பக்கம் எண் :


TRADE 151

THE PERIPLUS INDICATES clearly enough that the traffic with India was basically of two kinds. There were goods which were produced by the sub-continent itself, and there were others which reached the Indian markets from further afield, particularly from central Asia and China. Trade of the former category may usefully be termed 'terminal trade'; that of the latter was 'transit trade’. Although at certain ports, such as Barygaza, the two groups of commodities would converge, they were essentially separate and may be separately considered.

The trade of central and southern India was mainly terminal trade. The spices, muslins, pearls and jewel-stones which constituted the bulk of it came principally from those regions. On the showing of the Periplus, there may be added a modicum of transit trade, chiefly in the form of silk which, diverted by Parthian hostility from the more direct continental routes, sometimes found its way deviously from China via the east coast of India to the ports on the Malabar coast and so joined up with the direct monsoon route to the West. We are reminded that, centuries later, on this same cosmopolitan coast a colony of Chinese merchants and craftsmen established themselves and adequately prospered at Quilon. But in Roman times it may be suspected that the China trade normally found its way through more northerly ports in a manner to be discussed presently.

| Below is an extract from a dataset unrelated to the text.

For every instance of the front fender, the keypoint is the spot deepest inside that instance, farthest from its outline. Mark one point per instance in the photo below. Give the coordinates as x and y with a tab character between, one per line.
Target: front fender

The importance of the South Indian trade with the West in the 1st century A.D. has long been underlined by the impressively abundant Roman coinage which has come to light fortuitously in the peninsula since 1775. Of 68 finds which (excluding those from Ceylon) are known from the whole sub-continent-India and Pakistan together-no fewer than 57 come from south of the Vindhyas; and, with the exception of a stray denarius of Tiberius at Taxila in the Punjab, all 1st-century Roman coins not associated with later issues have been found in the south. More precisely 29 finds, distributed through Madras province and the states of Hyderabad, Mysore, Cochin, Pudukottai and Travancore, comprise aurei or denarii ranging from Augustus to Trajan. This mass of coinage demands analysis.

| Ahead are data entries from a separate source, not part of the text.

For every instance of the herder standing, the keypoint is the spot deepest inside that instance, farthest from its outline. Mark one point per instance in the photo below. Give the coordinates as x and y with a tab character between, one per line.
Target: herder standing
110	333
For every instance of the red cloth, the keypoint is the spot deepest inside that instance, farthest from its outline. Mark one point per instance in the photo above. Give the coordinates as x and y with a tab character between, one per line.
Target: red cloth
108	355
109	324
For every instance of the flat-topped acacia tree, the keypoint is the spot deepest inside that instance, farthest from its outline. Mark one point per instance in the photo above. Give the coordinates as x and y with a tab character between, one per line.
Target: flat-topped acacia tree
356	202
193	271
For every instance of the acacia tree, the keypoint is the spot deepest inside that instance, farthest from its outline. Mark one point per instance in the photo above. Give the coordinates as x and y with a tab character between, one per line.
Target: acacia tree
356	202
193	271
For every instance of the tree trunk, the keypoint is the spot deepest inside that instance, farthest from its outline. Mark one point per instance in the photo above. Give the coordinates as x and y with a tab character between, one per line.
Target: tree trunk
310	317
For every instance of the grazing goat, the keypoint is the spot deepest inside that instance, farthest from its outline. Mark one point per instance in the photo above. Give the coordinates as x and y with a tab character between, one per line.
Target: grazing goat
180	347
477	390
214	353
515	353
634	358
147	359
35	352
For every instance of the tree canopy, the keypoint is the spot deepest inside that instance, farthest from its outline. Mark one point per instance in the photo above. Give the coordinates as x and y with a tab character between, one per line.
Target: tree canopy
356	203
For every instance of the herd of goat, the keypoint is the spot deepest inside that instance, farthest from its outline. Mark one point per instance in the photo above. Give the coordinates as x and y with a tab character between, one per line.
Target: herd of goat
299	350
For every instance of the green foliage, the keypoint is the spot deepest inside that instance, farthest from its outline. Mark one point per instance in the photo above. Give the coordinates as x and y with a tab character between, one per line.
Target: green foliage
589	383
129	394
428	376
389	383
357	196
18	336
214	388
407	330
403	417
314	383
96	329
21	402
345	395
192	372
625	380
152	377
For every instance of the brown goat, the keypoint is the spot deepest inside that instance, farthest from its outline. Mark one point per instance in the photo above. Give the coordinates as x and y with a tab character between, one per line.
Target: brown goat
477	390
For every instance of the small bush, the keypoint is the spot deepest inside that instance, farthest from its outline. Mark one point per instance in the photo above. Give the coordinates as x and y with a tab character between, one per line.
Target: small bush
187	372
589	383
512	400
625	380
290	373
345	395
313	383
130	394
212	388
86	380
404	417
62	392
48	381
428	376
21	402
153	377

The first noteworthy point is that, of the 29 1st-century finds, at least 20 are known to have constituted hoards, ranging individually from four or five coins to 'some hundreds, if not thousands'. In the circumstances it is reasonable to suspect that some of the ill-recorded strays likewise represent hoards.

Secondly, these 1st-century coins are invariably of gold or silver. There is no authenticated discovery of a Roman 'brass' coin of the 1st or 2nd century in India.